Grzech czwarty. Diety eliminacyjne.

Chyba największa zmora dietytyków w ostatnich latach. Zapamiętajcie- diety eliminacyjne nie są dietami odchudzającymi. I nigdy nie stosuje się ich bez powodu w postaci alergii lub nietolerancji pokarmowych, ewentualnie ich podejrzenia. Żeby wiedzieć, czy i czego mamy unikać, należy się zbadać. A na czym polega ten efekt chudnięcia u osób, które eliminują z diety np. gluten? Po prostu zaczynaja zwracać większą uwagę na jakość produktów, nie jedzą byle czego, pilnują składu. Czyli stosują zasady zdrowego żywienia.
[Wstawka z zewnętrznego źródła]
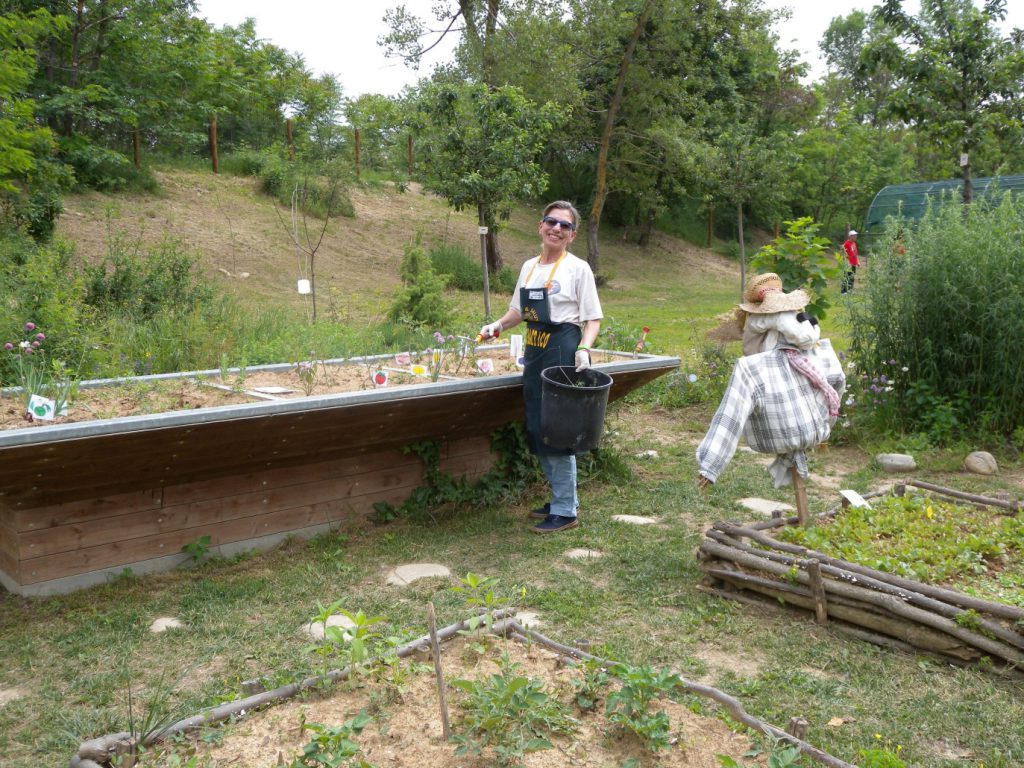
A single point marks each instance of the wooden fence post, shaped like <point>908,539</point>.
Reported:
<point>358,147</point>
<point>213,144</point>
<point>136,148</point>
Grzech piąty. Odpuszczamy sobie.

Myślę, że w 80% przypadków prób odchudzania w pewnym momencie robimy sobie przerwę. Albo celowo szukamy sposobów, jakby tu oszukać i podjeść, albo wyznaczamy sobie nagrodę w postaci słodyczy, czy wizyty w fastfoodzie. No ręce opadają! To po to tygodnie pracy, żeby się teraz zawieść? To oszukanie samego siebie, a nie dietetyka. I to nie jest spryt, a słabość. Tak to wiele osób odczytuje. Pamiętajcie, cokolwiek by się działo, nie jest warte sprzeniewierzenia się swoim postanowieniom. Bo robimy to dla siebie i sami się z tego będziemy rozliczać.

Tyle musztry. Następnym razem opiszę te najlepsze sposoby, dzięki którym można przejść przez odchudzanie od początku do końca bez potknięć.